このページでは、虫歯の治療など、インプラント治療前にかかる費用(予備治療)について紹介します。
虫歯になっている場合、まずはそちらの治療を優先することになります。保険を使用した場合は、軽度の場合であれば3,000円~5,000円程度の費用で済みます。しかし、重度の場合は10,000円~30,000円くらいはみておいたほうがいいでしょう。まずは、しっかり虫歯を治療しておくことが大切です。
次にいよいよインプラント治療に入っていきますが、まず詳細な検査が必要な場合は、別途費用が発生します。たとえば、簡単なレントゲンを撮るだけなら20,000円程度ですが、CTなどの精密検査をする場合には50,000円程度となることが多いようです。
また、検査の結果、インプラント治療に必要な骨量が足りない場合は、骨に補助手術が必要となる場合があります。
これは、歯が抜けて時間が経っている場合、それまで歯を支えていた骨が役割を無くすために、「退化」に似た状態で骨の吸収が起ってくるのです。そのため骨の厚みがなくなったり、高さが不足して、骨を増やさなければインプラントの埋入ができません。
簡単に、補助手術の方法と費用について紹介していきますので、こころあたりのある方は参考にしてください。
通常のインプラントでも多く使用されるテクニックで、骨が足りない部分を患者自身の骨や人工骨を混ぜた補填剤でカバーし、その上からコラーゲンの人工膜(メンブレン)で覆うことで骨を再生させる方法です。
補助的に使用する場合が多く、インプラントの埋入と同時に施術し、骨ができるまで約4ヵ月程度期間を要します。材料費を含めて、1本あたり約50,000円~100,000円くらいとなっています。
上顎の奥歯に相当する場所にインプラントを埋め込む場合、骨の厚みが不足していることがあります。この場所は上顎洞と呼ばれ、もともと鐘体状の空洞になっています。

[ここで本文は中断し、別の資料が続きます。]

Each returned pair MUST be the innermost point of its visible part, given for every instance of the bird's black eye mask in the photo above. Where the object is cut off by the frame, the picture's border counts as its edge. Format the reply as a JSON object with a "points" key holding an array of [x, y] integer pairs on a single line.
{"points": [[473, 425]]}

ソケットリフトとは、上顎洞の下にある骨を持ち上げながらインプラントを埋入し、骨自体を厚くする方法です。この処置は、インプラント埋入と同時に施術するので、約4ヵ月後に噛めるようになります。費用は、1本あたり約50,000円~100,000万円くらいとなっています。
この方法は、上記のソケットリフトが不可能な場合に使用する方法です。
上顎洞の横から骨に穴を開けて上顎洞の粘膜を持ち上げ、そのスペースに患者自身の骨や、人工骨を混ぜ合わせたものを補填剤として移植して厚みを増やす方法です。この方法では、かなりの厚みの骨が得られるため、インプラントも十分な長さのものが使用できます。
ただし、この方法では骨ができるのに6ヵ月かかります。インプラントの埋入はその後となりますので、約9ヵ月程度期間が必要となります。複数のインプラントを埋め込む場合、1ヵ所あたり200,000円~300,000円くらいとなっています。
そのほか、上記の方法でも骨の厚みが足りない場合は、ほかの部位から骨を移植することも考えられます。この場合は、完全な外科的な手術となり、その費用として100,000円~200,000円程度かかります。
なお、インプラントをしっかりと固定させるには、約10ミリの骨の厚みが理想です。もし、骨の厚みが十分でない場合、このような補助手術をする必要があるのです。
もちろん、平均的な費用ということで掲載をしていますが、それぞれの歯科医院によって金額の違いはあります。そのため、事前にしっかりと検査をし、歯科医と相談のうえ、治療方針を立てることをおすすめします。